Viele Aufgaben können gar nicht zu Hause erledigt werden. Das gilt für die originäre industrielle Produktion wie auch für manche Dienstleistungen. Aber: Ein Arbeitgeber soll nach Heils Gesetzentwurf den Wunsch nach mobiler Arbeit nur ablehnen, wenn er dafür nachvollziehbare organisatorische oder betriebliche Gründe hat. „Zu vielen Menschen wird mobiles Arbeiten aus Prinzip verwehrt. Das ist nicht mehr zeitgemäß, hier stärken wir den Arbeitnehmern den Rücken“, so Heil. Als Arbeitgeber einfach nur Nein zu sagen, das gehe nicht.

Was sind die Vorteile?

Heil argumentiert lebensnah: Arbeitnehmer müssten sich nicht mehr am Wochenende in die Schlange bei der Post stellen, sondern könnten das Paket zu Hause erhalten. „Für den Handwerkertermin muss man sich auch nicht einen ganzen Tag freinehmen.“ Auch das Familienleben würde enorm erleichtert.
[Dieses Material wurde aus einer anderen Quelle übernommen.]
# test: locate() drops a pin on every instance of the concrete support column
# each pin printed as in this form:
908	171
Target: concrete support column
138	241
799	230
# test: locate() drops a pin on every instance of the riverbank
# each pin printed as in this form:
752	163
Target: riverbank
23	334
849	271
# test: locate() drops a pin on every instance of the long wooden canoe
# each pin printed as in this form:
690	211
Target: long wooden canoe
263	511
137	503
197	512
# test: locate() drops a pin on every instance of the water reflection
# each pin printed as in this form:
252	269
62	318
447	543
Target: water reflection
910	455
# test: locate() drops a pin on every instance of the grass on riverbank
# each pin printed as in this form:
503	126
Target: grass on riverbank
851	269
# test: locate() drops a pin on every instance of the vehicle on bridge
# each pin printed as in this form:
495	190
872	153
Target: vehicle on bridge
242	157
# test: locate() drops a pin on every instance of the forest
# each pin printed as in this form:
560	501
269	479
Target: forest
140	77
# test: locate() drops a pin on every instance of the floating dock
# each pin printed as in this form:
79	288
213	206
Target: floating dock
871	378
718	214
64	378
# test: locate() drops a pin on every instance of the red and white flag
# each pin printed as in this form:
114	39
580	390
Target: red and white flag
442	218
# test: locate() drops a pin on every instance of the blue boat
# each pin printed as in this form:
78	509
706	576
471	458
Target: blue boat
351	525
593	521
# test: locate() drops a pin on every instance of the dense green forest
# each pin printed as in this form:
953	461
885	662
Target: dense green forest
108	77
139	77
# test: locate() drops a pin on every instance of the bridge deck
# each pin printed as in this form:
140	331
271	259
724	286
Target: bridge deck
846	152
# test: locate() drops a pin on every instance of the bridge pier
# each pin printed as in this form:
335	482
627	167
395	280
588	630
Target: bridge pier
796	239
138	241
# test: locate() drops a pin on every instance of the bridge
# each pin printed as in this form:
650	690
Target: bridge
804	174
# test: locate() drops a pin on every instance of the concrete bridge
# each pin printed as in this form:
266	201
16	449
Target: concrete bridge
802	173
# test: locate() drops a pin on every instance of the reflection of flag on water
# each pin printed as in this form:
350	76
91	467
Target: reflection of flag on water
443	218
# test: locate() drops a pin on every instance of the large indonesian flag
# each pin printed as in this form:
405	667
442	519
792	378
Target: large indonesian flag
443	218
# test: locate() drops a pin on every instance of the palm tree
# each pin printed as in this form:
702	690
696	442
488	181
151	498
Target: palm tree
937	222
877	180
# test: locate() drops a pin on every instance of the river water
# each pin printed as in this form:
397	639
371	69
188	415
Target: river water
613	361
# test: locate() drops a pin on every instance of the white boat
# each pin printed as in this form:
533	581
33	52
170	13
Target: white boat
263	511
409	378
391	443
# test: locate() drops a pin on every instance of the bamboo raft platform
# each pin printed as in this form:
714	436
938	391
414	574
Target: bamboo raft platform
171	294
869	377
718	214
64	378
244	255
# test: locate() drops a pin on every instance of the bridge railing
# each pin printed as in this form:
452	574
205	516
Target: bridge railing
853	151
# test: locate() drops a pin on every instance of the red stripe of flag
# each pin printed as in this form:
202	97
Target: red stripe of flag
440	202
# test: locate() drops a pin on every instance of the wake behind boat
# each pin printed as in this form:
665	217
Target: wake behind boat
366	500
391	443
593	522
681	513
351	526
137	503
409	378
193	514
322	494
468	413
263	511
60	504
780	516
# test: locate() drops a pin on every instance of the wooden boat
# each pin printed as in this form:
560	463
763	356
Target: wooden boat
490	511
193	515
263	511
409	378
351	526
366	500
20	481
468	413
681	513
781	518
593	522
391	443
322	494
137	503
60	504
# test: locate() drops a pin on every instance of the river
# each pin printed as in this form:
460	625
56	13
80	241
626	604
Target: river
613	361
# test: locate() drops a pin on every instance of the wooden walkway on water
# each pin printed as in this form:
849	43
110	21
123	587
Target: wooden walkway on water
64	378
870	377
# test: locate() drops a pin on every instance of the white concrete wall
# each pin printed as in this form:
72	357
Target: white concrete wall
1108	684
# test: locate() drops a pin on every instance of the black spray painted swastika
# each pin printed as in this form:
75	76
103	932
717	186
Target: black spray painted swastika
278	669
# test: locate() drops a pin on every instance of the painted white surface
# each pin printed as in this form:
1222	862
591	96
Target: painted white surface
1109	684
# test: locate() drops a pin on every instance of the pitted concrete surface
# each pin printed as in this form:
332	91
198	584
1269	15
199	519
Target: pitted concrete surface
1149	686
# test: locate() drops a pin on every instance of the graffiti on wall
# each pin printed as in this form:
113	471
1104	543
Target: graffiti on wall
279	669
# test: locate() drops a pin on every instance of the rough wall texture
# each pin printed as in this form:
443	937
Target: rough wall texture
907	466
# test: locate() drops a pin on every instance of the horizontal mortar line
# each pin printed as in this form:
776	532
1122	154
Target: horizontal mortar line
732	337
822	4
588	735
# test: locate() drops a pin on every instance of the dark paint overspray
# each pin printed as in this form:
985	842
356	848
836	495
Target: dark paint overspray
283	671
Wenn beide Eltern einen Beruf haben, in dem mobiles Arbeiten machbar ist, könnte nach seinem Vorschlag jede Woche abwechselnd ein Elternteil einen Tag lang von zu Hause aus arbeiten.

Wie tief greift Heil ein?

Der Minister beschränkt sich nicht auf die 24-Tage-Regelung. Beispiel Arbeitsmittel: Grundsätzlich muss jeder Arbeitgeber heute schon für Arbeitsmittel sorgen. Beim Homeoffice sollen das Arbeitnehmer und Arbeitgeber individuell aushandeln dürfen. „Manche Mitarbeiter wollen lieber den privaten Laptop nutzen, andere wollen ein Diensthandy.“ Beispiel Unfallversicherung: Sie umfasst den Weg zur Arbeit. Beim mobilen Arbeiten soll in Zukunft etwa auch der Weg zu Kita oder Schule und zurück ins Homeoffice versichert sein.